O “grito da paz”

 Cardeal Dom Sergio da Rocha

Arcebispo de São Salvador da Bahia, Primaz do Brasil

No encerramento do Encontro Internacional de Oração pela Paz, no Coliseu, em Roma, dia 25 de outubro, o Papa Francisco esteve presente, juntamente com líderes cristãos e representantes das religiões mundiais, abordando o tema “O grito da paz. Religiões e culturas em diálogo”. Ele tem se empenhado, incansavelmente, em promover a paz no mundo, ressaltando a gravidade do momento vivido pela humanidade, marcado por conflitos armados, particularmente na Europa, com a guerra na Ucrânia. Infelizmente, parece que se perdeu a memória das tragédias das duas guerras mundiais e a sensibilidade diante de tantas outras guerras que acontecem no mundo ou da violência no cotidiano.
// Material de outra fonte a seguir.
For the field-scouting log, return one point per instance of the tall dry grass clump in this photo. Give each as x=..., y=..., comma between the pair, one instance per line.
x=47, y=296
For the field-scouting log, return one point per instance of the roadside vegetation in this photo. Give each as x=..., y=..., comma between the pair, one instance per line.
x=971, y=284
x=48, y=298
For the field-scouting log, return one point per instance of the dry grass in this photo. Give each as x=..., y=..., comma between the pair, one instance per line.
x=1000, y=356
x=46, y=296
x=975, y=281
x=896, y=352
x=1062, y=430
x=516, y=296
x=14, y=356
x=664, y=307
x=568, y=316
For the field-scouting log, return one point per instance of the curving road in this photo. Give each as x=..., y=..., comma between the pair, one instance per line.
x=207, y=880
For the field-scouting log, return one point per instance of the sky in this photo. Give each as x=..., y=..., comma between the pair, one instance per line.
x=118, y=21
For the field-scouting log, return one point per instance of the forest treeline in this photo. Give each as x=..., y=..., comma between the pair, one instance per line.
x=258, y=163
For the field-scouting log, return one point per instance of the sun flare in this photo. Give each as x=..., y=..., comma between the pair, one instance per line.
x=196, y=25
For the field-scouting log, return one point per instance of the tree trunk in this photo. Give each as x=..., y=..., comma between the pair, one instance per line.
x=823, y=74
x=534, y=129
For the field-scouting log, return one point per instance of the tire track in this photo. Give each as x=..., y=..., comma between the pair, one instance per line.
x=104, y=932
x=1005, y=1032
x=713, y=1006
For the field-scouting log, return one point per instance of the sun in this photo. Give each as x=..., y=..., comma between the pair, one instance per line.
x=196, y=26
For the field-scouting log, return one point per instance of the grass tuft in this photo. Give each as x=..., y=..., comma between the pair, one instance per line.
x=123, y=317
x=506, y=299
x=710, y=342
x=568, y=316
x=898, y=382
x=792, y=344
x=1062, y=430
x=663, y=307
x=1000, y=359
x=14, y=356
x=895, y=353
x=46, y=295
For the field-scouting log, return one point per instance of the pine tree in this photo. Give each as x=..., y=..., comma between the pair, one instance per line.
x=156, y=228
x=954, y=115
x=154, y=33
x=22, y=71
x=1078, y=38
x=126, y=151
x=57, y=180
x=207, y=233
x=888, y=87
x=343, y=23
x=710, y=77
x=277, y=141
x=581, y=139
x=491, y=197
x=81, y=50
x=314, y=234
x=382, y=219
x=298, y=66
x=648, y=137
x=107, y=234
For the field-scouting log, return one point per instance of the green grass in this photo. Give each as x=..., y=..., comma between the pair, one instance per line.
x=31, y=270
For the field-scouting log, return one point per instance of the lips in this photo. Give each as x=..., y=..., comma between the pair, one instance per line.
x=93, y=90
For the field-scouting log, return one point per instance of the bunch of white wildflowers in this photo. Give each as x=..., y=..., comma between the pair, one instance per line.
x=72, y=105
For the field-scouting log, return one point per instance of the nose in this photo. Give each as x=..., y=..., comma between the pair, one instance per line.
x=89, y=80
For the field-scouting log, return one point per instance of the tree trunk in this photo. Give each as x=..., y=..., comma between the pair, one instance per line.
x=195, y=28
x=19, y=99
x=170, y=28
As consequências das guerras são sempre devastadoras, trazendo sofrimento e morte, atingindo duramente a população, especialmente os mais vulneráveis.

“O grito da paz é muitas vezes silenciado não apenas pela retórica bélica, mas também pela indiferença e pelo ódio”. É preciso ouvir o “grito da paz”, afirmou Francisco, mencionando “a paz sufocada em tantas regiões do mundo, humilhada por muita violência, negada até mesmo às crianças e aos idosos, que não são poupados da terrível dureza da guerra”. No Encontro, ele retomou o que havia afirmando na carta encíclica Fratelli tutti: “Toda a guerra deixa o mundo pior do que o encontrou. A guerra é um fracasso da política e da humanidade, uma rendição vergonhosa, uma derrota perante as forças do mal”.  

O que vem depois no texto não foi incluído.